Скосов рассеянно обошел машину. Дверца со стороны водительского места была приоткрыта, мотор тарахтел. С улицы было видно, что баранка любовно обмотана вперемежку синей и красной изолентой, так что получилась она в косую полоску. Плексигласовый набалдашник ручки скоростей с вмонтированной в него аляповатой розой сотрясался от вибрации. Скосов совсем спокойно и незаметно сел в кабину, взялся за баранку, накрыл ладонью теплый плексигласовый набалдашник с розой и вдруг, выжав сцепление, включил скорость, прибавил газ и отпустил сцепление. Грузовик рванулся с места. В кузове что-то грохнулось, заорало. А Скосов до упора выдавил газовую педаль: мощный трехосный грузовик с разбега мимоходом размешал с грязью встретившийся штакетник, куры побежали квелыми драными старушками перед бампером. В кабину замолотили, крепыш визгливым, испуганным голосом закричал:
— Стой! Ты что?! Стой! Ты что, га-ад?!.
Скосов захлопнул болтающуюся дверь. В кабину грохали и орали. А Скосов, приноровившись, наконец, к сильной машине, включил третью скорость и, выдавливая газ до упора, вырулил на выезд из поселка. Машина, ревя дизелем, могуче пошла по грунтовке, выметывая из-под колес лужи и грязь. Отъехав с километр, Скосов затормозил, поднял из-под ног валявшийся тяжелый гаечный ключ, выбрался на подножку, сделал движение, будто хотел забраться в кузов. Крепыш, вытаращившись, метнулся к противоположному борту:
— Ты чего, сбрендил, мужик?! А, сбрендил?!
— Беги отсюда, — негромко сказал Скосов.
Крепыш полез через борт, и Скосов видел, как в полуприсядку, вывернув назад верхнюю половину туловища и накручивая указательным пальцем у виска, он побежал к поселку.

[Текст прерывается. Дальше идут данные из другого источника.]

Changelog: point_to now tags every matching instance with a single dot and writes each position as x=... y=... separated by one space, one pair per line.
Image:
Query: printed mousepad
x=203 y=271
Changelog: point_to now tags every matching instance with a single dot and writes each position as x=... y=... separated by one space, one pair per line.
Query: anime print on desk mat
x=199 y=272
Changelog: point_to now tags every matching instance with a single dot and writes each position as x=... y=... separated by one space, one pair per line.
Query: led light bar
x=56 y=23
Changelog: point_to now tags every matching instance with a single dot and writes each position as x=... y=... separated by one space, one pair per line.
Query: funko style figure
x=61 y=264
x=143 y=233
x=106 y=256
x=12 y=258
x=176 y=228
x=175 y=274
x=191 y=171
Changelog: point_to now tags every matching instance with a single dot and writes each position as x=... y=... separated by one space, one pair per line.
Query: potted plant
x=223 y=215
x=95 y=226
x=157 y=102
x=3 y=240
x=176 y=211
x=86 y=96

Скосов вернулся за руль, повел машину дальше. Грунтовка по прямой пересекла несколько километров открытого пространства и у подножия лесистых сопок запетляла. Деревья, переплетенные лианами, увешанные мохнатыми серебристо-зелеными и белыми лишайниками, встали над дорогой сводом, который издали казался плотным, непроницаемым для света, но стоило въехать под него, как он обрел воздушность и прозрачность. Дорога пошла на подъем, спустилась в распадок, опять поползла вверх и вновь — вниз. У мелкого прозрачного ручья с блестящими камушками Скосов остановился, заглушил двигатель, забрался в кузов, размотал ремень на руках Глушкова, который бочком лежал на железном дне и всхлипывал.

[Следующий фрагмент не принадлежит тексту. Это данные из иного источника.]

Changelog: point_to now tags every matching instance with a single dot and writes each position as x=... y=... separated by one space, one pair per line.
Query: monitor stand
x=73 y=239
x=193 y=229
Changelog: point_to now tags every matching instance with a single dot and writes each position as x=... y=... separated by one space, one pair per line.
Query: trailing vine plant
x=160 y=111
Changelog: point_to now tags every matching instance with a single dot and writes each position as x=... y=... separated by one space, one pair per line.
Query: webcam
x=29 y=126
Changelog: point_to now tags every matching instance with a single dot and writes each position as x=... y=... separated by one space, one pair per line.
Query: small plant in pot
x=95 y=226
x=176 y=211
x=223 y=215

— Ну ты что же, парень? Что же ты?… – сердито приговаривал Скосов. — А теперь уже не плачь, теперь не плачь…
— Я не плачу, — отвечал Глушков, садясь и вытирая рукавом разбитое грязное лицо. — Я так… Я не плачу…
— Цел? Ноги целы? Идти можешь?
— Могу.
— А тогда не кисни, пошли, пошли, надо идти… — И первым грузно спрыгнул с машины, опустился на колени у ручья, стал горстями черпать из него, ломая, расплескивая мелодию, которую выпевало переливчатое журчащее течение, поднимал желтую песочную муть со дна. Пил крупными глотками и плескал в лицо, на голову, от чего короткие седеющие волосы его намокли и встопорщились, как у белобрысого мальчишки, и сквозь них стала светиться пепельно-серая кожа на голове. А потом замер, отдыхал, не поднимаясь с колен, и опять пил, плескался, подолгу прижимая к лицу ладони, словно пытался распознать и навсегда запомнить вкус ручья и его холод, все, что вынесено было из чистейших артезианских глубин, да так и не мог уловить это ускользающее от него наслаждение.
Глушков тоже пристроился попить и умыться, но Скосов скоро поднялся, призывно махнул рукой и зашагал по дороге в обратном направлении, и Глушков, похватав холодной воды, от которой заломило зубы, прихрамывая, догнал его, пошел рядом широкими, но уставшими шагами, нагнувшись вперед и переставляя свои мосластые ходули так, будто их нужно было каждую по очереди брать в руки и с усилием тащить вперед. Но и тащился он все-таки молча, не хныкал. А Скосов словно не замечал парня, отяжелевшему от своего душевного груза человеку было так горько и отчаянно теперь, что не мог он ничего слышать и замечать.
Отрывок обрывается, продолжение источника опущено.